There are companies like SAY!Media who built entire productsets based on showing interstitials and popups. (Note to self: buy more stock in these guys!) Nothing is to say there won’t be a new ad unit promoted by these guys where they allow you to embed a tiny html page hosted of your domain in an IFRAME in their interstitials (I believe IFRAME’s would still qualify as 1st visits?) — and voila, you got your 1st party cookie. Charge for it as much as you want, if you’re the first out there you’ll be raking the market and eat everyone’s lunch. (SAY!Media, if you’re reading this and not end up building a product like that you’re a bunch of morons — and I know that not to be the case as 2 of my mates work there! 😉 )
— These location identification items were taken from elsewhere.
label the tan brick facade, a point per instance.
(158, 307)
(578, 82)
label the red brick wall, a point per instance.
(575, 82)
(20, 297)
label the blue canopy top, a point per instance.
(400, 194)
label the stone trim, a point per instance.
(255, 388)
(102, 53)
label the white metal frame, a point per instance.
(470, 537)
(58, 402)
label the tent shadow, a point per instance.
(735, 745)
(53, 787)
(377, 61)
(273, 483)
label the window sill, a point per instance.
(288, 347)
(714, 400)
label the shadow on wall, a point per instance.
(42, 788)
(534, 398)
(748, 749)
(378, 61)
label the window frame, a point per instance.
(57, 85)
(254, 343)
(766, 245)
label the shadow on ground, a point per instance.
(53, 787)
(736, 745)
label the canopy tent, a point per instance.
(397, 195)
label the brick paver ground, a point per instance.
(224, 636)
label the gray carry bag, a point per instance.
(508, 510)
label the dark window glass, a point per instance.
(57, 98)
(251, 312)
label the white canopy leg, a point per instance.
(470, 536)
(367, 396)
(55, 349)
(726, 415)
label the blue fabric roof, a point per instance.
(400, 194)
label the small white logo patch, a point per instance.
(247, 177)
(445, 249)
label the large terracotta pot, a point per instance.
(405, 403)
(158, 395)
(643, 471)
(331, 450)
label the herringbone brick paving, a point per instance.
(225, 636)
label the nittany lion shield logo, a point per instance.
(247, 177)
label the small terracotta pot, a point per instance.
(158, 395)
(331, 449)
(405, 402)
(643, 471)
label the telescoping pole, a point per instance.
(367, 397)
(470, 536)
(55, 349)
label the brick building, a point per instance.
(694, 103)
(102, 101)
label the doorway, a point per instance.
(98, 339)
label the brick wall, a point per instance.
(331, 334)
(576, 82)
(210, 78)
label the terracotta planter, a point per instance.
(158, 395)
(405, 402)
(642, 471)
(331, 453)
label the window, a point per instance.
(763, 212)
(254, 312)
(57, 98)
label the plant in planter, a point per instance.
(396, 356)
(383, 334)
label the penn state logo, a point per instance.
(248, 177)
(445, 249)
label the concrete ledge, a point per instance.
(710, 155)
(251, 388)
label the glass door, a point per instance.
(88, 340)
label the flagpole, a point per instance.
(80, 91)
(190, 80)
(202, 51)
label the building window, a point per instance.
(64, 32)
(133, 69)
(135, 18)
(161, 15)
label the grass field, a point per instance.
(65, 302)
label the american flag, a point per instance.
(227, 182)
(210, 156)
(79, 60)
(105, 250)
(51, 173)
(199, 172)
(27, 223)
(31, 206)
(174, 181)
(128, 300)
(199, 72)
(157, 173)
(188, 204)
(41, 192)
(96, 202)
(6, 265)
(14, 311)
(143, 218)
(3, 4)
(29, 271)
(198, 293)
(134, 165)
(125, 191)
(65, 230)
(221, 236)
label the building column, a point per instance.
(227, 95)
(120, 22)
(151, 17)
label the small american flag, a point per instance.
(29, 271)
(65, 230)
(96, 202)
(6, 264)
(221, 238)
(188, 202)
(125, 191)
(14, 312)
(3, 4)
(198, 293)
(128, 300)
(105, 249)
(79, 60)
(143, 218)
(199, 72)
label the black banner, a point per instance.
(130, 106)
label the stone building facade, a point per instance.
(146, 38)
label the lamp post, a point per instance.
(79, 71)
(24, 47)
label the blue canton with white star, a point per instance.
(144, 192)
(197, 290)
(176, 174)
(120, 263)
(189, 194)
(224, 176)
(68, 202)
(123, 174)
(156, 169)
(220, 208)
Or simply fall back onto our “beloved” popups — rather than opening up a popup hosted by the advertising platform (SAY!Media in this case), open up a URL hosted under the advertiser’s domain, then you can 1st cookie the user and open the door to 3rd party tracking from there! Actually, one can take this idea even further perhaps: let’s say we have an advertiser liviutudor.com who wants to end up tracking users online (I know, I know, I’m showing my stalking side 🙂 ) — now my advertising domain (where my advertising platform runs) will be something like ads.liviutudor.com. I might have a liviutudor.com where my techies blog about technical “stuff” and of course a www.liviutudor.com which is typically managed by my marketing department. Now all I have to do is to set up a domain say.liviutudor.com and delegate the management of that to the likes of SAY!Media — these guys will set up a mini-site on it and even create the HTML pages needed for hosting the contents of popups and/or IFRAME contents. Then these pages will be referenced and included in their advertising system and spread to users on various websites such that these pages they manage for me under say.liviutudor.com end up dropping 1st party cookies onto users on the net — however, they will be dropping cookies under the top-level domain liviutudor.com! This means, from there on, any of my subdomains (including ads.liviutudor.com) will be able to access those cookies as well as drop more cookies under top-level domain liviutudor.com! And from there on I’m back to where I wanted to be but with a higher cost to me (liviutudor.com) — though a nice little earner for SAY!Media  — and a bit of annoyance to the users who keep seeing these popups and interstitials now everywhere.

The concept above is simple — and relatively easy to execute too! The more I think about it, the more I can’t stop thinking that there will be a handful of startups emerging to fill in this space right away and blast the shit out of us with popups and interstitials — you thought YouTube pre-rolls were annoying? Welcome back to the 90’s popups! Thanks, Firefox and Safari!